Supporters of Egypt's President Morsi wave their national flag as they celebrate in front of the Egyptian high court
Supporters of Egypt's President Mohamed Morsi wave their national flag as they celebrate in front of the Egyptian high court in Cairo. Hundreds turned out on Thursday in support of Morsi's new declaration granting him sweeping powers, as a rival protest criticised "the making of new dictator." © Gianluigi Guercia - AFP
Supporters of Egypt's President Morsi wave their national flag as they celebrate in front of the Egyptian high court
AFP
Last updated: November 22, 2012

Rival protests as Morsi grants himself sweeping powers

Hundreds turned out on Thursday in support of Egyptian President Mohamed Morsi's new declaration granting him sweeping powers, as a rival protest criticised "the making of new dictator."

"The people want the cleansing of the judiciary," chanted hundreds of Islamist protesters, who had gathered outside the High Court three hours before Morsi had even made his announcement.

The new declaration allows the president to "issue any decision or measure to protect the revolution," according to the text.

Morsi also ordered the reopening of investigations, and retrials, in cases of the killing of protesters during the uprising that ousted president Hosni Mubarak.

"I am here to celebrate the president's decisions," said Mahmud Abbas, 29. "I am really happy.

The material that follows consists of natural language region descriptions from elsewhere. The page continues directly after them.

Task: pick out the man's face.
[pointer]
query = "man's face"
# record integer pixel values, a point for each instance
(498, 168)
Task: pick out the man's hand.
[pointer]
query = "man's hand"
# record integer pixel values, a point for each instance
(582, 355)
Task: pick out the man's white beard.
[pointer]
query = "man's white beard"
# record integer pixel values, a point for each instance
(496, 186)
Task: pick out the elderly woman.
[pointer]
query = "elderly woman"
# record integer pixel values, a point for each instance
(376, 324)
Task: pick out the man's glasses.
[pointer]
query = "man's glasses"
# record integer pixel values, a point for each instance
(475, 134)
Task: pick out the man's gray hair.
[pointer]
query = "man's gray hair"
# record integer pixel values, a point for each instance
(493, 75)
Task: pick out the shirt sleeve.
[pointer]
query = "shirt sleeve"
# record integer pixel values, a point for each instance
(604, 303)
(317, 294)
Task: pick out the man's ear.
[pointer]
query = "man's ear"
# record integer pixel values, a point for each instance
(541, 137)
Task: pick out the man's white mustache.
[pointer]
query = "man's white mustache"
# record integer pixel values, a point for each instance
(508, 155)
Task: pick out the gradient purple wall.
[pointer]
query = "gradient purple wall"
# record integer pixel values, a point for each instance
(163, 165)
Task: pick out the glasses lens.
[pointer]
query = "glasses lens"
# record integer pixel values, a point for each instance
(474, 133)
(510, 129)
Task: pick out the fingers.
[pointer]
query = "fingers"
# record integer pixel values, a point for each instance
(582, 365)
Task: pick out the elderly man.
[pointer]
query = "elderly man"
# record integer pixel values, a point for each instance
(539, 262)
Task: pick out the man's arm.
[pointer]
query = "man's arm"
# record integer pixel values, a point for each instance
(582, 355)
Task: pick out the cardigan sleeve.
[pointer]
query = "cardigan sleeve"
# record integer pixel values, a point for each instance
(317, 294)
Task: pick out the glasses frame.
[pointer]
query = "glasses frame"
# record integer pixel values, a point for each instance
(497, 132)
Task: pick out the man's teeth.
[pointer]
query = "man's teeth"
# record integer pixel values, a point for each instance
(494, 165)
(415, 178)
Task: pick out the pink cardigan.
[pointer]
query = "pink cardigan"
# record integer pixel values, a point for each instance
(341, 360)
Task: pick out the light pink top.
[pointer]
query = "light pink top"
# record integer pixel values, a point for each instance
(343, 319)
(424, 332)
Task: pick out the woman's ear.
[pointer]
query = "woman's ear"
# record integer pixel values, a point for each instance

The decisions are pro-revolution."

They "will bring justice to the martyrs and will hold the corrupt accountable," said Mahmud Sultan, among the crush of protesters in central Cairo.

But a few kilometres (miles) away in Mohammed Mahmud street, the scene of four days of clashes between police and protesters, there were vocal denunciations of Morsi's declaration.

"We didn't have an uprising so that we put in place another dictator," said a furious Khaled Ali.

"He's not just a pharaoh, he thinks he's God," said Ali.

"Justice will only come when Mohamed Morsi leaves," said Alaa Zaghloul, carrying a sign that read "Mohamed Morsi Mubarak."

The decision will once again pit Islamists against secularists and comes on the eve of planned protests in Tahrir Square to demand justice for hundreds who died during the 2011 uprising.

Morsi, who hails from the powerful Muslim Brotherhood, is the first elected president since the popular uprising that toppled Mubarak last year.